Pourquoi une cirrhose décompensée peut-elle donner l'impression qu'il est impossible de manger ?
Une cirrhose décompensée peut rendre l'alimentation difficile, car plusieurs problèmes se chevauchent souvent en même temps.
L'ascite peut augmenter la pression à l'intérieur de l'abdomen et te donner une sensation de satiété après seulement quelques bouchées. Les nausées peuvent rendre la vue ou l'odeur de la nourriture peu appétissantes. La fatigue peut faire en sorte que faire les courses, cuisiner et même rester assis pendant un repas te semblent épuisants.
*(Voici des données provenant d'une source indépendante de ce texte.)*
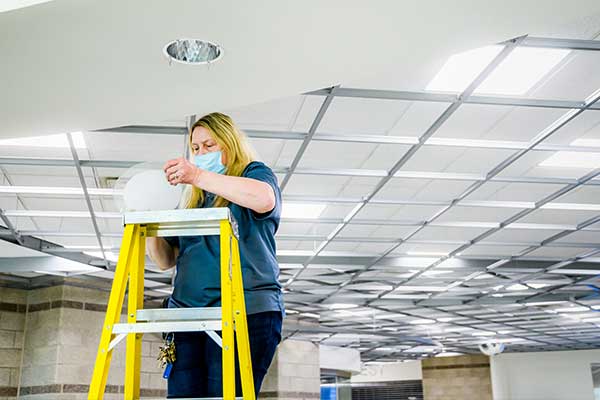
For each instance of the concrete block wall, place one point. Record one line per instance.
(13, 306)
(49, 338)
(457, 378)
(62, 327)
(295, 372)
La cirrhose modifie aussi la façon dont le corps gère les périodes sans nourriture. Le foie stocke moins de glycogène, ce qui fait que le corps peut passer plus rapidement en état de jeûne que s’il n’y avait pas de maladie hépatique avancée. Les longs intervalles entre les repas peuvent donc être particulièrement néfastes quand on perd déjà du poids ou de la masse musculaire.
Le manque d'appétit peut aussi être lié à des médicaments, à des troubles intestinaux, à des infections, à des déséquilibres électrolytiques ou à l'aggravation des complications de la cirrhose. Si tu as des nausées persistantes ou qui s'aggravent soudainement, n'hésite pas à en parler à une équipe d'hépatologues, au lieu de penser que c'est juste un truc avec lequel tu dois apprendre à vivre.
Pour en savoir plus, jette un œil à ce guide qui explique comment la cirrhose décompensée affecte l'organisme.
C'est vraiment comment, de manger quand on a des nausées et de l'ascite ?
Les témoignages partagés sur mama health montrent que la difficulté va souvent bien au-delà du simple fait de « ne pas avoir faim ».
Les personnes atteintes d'une cirrhose décompensée disent avoir faim, mais se sentir désagréablement rassasiées après seulement quelques bouchées. D'autres parlent de nausées qui surgissent sans crier gare : un repas qui semblait tout à fait faisable au moment de sa préparation devient alors difficile à avaler une fois servi à table.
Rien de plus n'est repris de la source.